With the error variable used by the Bresenham algorithm, there's no problem at all caused by rounding errors because they are taken into account by this variable. So set its initial value properly (the alternative, by simply scaling up all coordinates by a factor of 16 before starting subdividing recursively the spline is 16 times slower in the Bresenham algorithm itself).
Note how "flat enough" can be calculated. "Flatness" is a mesure of the minimum absolute angle (between 0 and 180°) between two sucessive segment but you don't need to compute the actual angle because this flatness is also equivalent to setting a minimum value to the cosine of their relative angle.
That cosine value also does not need to be computed directly because all you need is in fact the vector product of the two vectors and compare it with the square of the maximum of their length.
Note also that the "square of the cosine" is also "one minus the square of the sine". A maximum square cosine value is also a minimum square sine value... Now you know which kind of "vector product" to use: the fastest and simplest to compute is the scalar product, whose square is proportional to the square sine of the two vectors and to the product of square lengths of both vectors.
So checking if the curve is "flat enough" is simple: compute a ratio between two scalar products and see if this ratio is below the "flatness" constant value (of the minimum square sine). There's no division by zero because you'll determine which of the two vectors is the longest, and if this one has a square length below 1/4, your curve is already flat enough for the rendering resolution; otherwise check this ratio between the longest and the shortest vector (formed by the crossing diagonals of the convex hull containing the end points and control points):
with quadratic beziers, the convex hull is a triangle and you choose two pairs
with cubic beziers, the convex hull is a 4-sides convex polygon and the diagonals may either join an end point with one of the two control points, or join together the two end-points and the two control points and you have six possibilities
Use the combination giving the maximum length for the first vector between the 1st end-point and one of the three other points, the second vector joining two other points):
Al you need is to determine the "minimum square length" of the segments starting with one end-point or control-point to the next control-point or end-point in the sequence. (in a quadratic Bezier you just compare two segments, with a quadratic Bezier, you check 3 segments)

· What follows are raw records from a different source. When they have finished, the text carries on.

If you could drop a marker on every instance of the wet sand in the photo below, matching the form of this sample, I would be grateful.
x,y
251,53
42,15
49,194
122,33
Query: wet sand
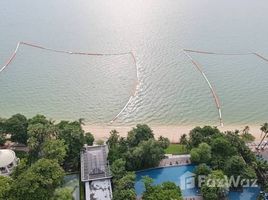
x,y
172,132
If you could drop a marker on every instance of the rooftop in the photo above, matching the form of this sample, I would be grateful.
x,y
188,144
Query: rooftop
x,y
94,165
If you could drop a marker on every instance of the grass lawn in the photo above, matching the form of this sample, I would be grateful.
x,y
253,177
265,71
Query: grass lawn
x,y
176,149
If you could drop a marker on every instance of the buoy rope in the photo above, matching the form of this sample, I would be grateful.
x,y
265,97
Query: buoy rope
x,y
19,44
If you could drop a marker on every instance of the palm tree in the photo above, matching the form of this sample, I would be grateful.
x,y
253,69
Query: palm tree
x,y
246,130
81,121
264,129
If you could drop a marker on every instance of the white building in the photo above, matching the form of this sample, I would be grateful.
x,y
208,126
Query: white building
x,y
8,161
95,173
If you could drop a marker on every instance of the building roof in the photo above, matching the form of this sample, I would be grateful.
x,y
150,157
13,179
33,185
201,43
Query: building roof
x,y
99,190
94,163
7,156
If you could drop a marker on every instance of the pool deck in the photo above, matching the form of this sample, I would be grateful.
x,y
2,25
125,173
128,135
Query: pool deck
x,y
175,160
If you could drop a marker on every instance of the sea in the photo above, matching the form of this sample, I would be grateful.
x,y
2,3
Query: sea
x,y
159,84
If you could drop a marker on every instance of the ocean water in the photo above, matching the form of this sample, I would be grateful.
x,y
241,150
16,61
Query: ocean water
x,y
170,90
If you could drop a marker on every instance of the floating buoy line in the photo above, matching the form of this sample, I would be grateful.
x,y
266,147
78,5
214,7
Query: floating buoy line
x,y
199,68
21,43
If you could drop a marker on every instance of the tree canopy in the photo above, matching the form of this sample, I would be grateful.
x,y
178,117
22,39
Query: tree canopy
x,y
164,191
38,182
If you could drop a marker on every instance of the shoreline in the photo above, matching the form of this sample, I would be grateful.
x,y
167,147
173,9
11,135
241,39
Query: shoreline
x,y
172,132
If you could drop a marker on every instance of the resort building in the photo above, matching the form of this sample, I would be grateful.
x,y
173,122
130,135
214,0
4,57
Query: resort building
x,y
95,173
8,161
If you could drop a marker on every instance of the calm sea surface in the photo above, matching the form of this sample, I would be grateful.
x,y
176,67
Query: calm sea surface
x,y
170,90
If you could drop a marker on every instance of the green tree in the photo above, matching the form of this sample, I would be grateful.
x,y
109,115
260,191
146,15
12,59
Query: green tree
x,y
20,168
201,170
38,134
237,167
142,132
113,139
63,194
100,142
215,187
164,142
221,151
117,146
264,129
38,182
124,187
199,135
183,139
54,149
89,139
164,191
5,187
118,169
202,154
17,126
146,155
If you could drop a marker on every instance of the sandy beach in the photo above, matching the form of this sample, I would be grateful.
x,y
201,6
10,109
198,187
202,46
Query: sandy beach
x,y
172,132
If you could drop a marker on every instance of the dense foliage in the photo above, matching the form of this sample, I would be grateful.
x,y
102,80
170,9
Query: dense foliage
x,y
53,147
139,150
164,191
227,156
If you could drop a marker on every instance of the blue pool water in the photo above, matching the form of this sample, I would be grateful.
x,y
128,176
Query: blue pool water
x,y
178,173
161,175
247,194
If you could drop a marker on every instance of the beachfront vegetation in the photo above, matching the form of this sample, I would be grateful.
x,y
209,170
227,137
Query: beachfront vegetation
x,y
164,191
224,154
139,150
176,149
53,148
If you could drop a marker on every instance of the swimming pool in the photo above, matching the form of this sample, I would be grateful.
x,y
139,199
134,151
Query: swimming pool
x,y
182,174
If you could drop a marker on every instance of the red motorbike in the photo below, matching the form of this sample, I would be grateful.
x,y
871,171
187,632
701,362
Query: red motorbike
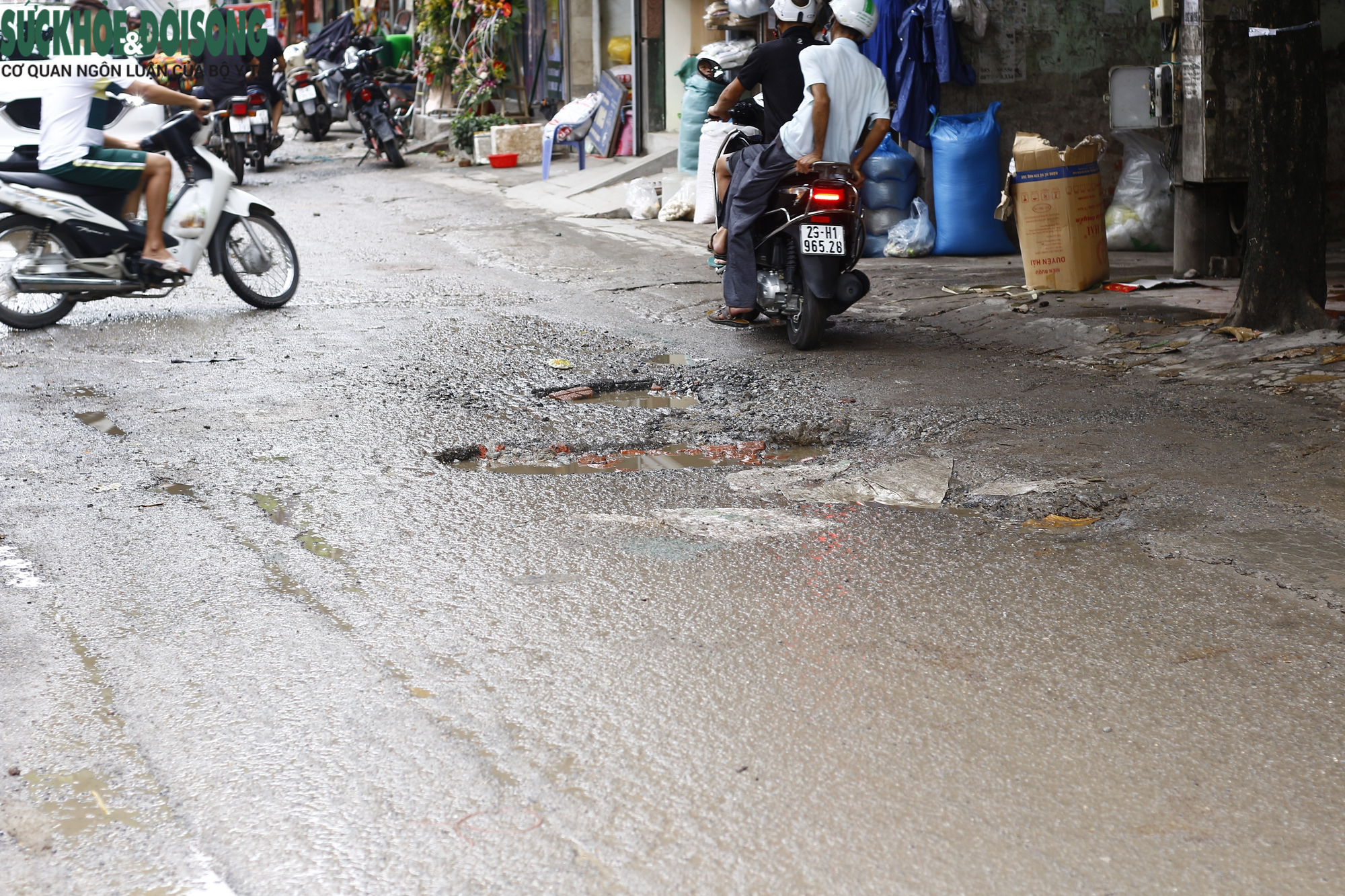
x,y
808,244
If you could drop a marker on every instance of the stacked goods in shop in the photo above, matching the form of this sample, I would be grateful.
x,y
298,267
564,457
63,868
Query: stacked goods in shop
x,y
890,185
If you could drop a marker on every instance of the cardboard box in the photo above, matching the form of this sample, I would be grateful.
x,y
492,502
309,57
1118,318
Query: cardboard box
x,y
527,140
1058,201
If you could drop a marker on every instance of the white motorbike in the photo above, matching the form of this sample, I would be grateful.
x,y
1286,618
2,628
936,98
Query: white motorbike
x,y
64,243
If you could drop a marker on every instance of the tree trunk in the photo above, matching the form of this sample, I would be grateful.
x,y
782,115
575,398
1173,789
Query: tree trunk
x,y
1285,268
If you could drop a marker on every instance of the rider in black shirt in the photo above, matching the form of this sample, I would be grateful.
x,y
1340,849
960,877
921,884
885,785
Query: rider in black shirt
x,y
775,67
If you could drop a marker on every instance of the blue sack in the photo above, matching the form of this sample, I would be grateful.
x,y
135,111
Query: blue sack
x,y
968,182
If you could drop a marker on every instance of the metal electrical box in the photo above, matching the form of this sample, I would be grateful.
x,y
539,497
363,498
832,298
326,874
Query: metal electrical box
x,y
1217,91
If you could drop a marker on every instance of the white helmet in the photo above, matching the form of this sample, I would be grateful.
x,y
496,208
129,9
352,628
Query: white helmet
x,y
860,15
794,11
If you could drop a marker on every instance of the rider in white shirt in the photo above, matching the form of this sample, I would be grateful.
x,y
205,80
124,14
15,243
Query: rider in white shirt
x,y
75,147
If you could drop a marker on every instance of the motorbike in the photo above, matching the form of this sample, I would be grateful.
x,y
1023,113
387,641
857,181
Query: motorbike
x,y
64,243
808,244
384,131
313,112
263,142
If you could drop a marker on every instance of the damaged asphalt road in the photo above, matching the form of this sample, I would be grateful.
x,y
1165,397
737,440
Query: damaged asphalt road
x,y
330,615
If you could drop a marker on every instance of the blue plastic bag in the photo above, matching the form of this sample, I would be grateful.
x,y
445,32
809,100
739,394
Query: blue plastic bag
x,y
968,182
890,162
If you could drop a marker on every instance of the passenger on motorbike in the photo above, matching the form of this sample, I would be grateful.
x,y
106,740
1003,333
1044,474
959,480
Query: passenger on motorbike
x,y
775,67
845,95
73,149
262,73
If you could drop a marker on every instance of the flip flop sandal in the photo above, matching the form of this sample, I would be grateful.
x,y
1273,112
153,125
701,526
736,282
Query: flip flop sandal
x,y
723,317
170,267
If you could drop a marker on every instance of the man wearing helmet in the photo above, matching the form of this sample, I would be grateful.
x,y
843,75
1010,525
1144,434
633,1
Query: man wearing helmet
x,y
775,67
845,95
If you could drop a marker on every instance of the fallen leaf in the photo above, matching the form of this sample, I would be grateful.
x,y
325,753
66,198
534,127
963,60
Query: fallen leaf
x,y
1202,653
1334,354
1241,334
1056,521
1289,353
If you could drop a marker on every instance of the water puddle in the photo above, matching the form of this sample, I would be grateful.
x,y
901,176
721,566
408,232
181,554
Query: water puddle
x,y
100,421
286,513
638,399
80,801
750,454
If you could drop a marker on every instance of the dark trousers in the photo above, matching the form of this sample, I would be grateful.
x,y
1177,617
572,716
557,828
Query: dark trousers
x,y
757,171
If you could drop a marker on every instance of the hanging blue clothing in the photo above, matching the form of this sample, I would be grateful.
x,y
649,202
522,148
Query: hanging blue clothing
x,y
884,45
930,56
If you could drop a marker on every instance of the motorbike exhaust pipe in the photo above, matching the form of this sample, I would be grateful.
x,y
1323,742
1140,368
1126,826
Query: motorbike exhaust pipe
x,y
61,283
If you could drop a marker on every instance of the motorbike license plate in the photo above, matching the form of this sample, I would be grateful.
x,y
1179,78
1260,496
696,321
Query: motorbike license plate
x,y
821,240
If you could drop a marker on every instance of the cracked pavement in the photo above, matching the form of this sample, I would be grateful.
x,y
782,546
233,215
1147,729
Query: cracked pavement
x,y
298,628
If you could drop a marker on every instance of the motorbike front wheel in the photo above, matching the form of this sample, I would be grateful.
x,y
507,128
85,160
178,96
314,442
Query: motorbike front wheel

If this "minimum square length" is below 1/4 you can stop there, the curve is "flat enough".
Then determine the "maximum square length" of the segments starting with one end-point to any one of the other end-point or control-point (with a quadratic Bezier you can safely use the same 2 segments as above, with a cubic Bezier you discard one of the 3 segments used above joining the 2 control-points, but you add the segment joining the two end-nodes).

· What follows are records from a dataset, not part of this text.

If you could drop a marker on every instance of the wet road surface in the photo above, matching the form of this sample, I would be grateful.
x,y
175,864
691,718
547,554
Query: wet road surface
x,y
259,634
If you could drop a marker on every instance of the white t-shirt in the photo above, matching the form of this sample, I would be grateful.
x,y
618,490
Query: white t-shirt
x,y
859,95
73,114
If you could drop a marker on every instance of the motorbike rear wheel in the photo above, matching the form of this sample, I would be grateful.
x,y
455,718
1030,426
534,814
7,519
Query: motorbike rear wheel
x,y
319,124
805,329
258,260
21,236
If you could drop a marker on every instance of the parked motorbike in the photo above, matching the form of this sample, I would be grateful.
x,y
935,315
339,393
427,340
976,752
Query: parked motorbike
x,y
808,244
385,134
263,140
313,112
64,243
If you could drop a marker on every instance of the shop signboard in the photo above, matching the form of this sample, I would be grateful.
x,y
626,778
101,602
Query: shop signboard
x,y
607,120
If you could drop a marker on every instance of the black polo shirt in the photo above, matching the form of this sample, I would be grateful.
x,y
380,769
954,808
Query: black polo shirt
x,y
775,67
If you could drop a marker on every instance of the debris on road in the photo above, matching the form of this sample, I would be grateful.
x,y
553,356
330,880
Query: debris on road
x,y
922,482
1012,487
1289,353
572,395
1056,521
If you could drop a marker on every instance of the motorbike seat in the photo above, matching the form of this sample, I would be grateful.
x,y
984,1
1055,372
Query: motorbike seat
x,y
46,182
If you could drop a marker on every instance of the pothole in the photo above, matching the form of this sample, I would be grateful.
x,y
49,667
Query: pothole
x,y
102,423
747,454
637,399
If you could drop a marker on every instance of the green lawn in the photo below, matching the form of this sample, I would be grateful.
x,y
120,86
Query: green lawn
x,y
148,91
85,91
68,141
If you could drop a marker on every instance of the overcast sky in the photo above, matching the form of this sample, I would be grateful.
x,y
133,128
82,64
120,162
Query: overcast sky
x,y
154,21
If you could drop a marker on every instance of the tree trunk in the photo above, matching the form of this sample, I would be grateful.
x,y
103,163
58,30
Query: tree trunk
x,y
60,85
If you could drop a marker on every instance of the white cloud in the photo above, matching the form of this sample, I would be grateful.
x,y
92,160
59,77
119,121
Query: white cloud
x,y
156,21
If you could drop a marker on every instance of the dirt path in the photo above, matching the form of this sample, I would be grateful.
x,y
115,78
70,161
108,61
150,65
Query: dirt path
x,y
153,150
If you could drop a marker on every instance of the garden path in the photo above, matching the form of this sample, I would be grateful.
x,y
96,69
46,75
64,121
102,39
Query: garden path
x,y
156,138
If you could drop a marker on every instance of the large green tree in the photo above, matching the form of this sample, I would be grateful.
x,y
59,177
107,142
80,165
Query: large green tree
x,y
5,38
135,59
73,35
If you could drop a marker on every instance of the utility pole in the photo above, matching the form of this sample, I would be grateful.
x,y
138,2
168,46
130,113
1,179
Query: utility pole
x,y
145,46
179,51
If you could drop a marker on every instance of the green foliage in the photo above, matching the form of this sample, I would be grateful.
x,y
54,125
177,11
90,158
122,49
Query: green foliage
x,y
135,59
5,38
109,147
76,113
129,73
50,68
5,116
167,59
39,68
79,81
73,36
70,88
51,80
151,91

Then check that the "minimum square length" is lower than the product of the constant "flatness" (minimum square sine) times the "maximum square length" (if so the curve is "flat enough".
In both cases, when your curve is "flat enough", you just need to draw the segment joining the two end-points. Otherwise you split the spline recursively.
You may include a limit to the recursion, but in practice it will never be reached unless the convex hull of the curve covers a very large area in a very large draw area; even with 32 levels of recusions, it will never explode in a rectangular draw area whose diagonal is shorter than 2^32 pixels (the limit would be reached only if you are splitting a "virtual Bezier" in a virtually infinite space with floating-point coordinates but you don't intend to draw it directly, because you won't have the 1/2 pixel limitation in such space, and only if you have set an extreme value for the "flatness" such that your "minimum square sine" constant parameter is 1/2^32 or lower).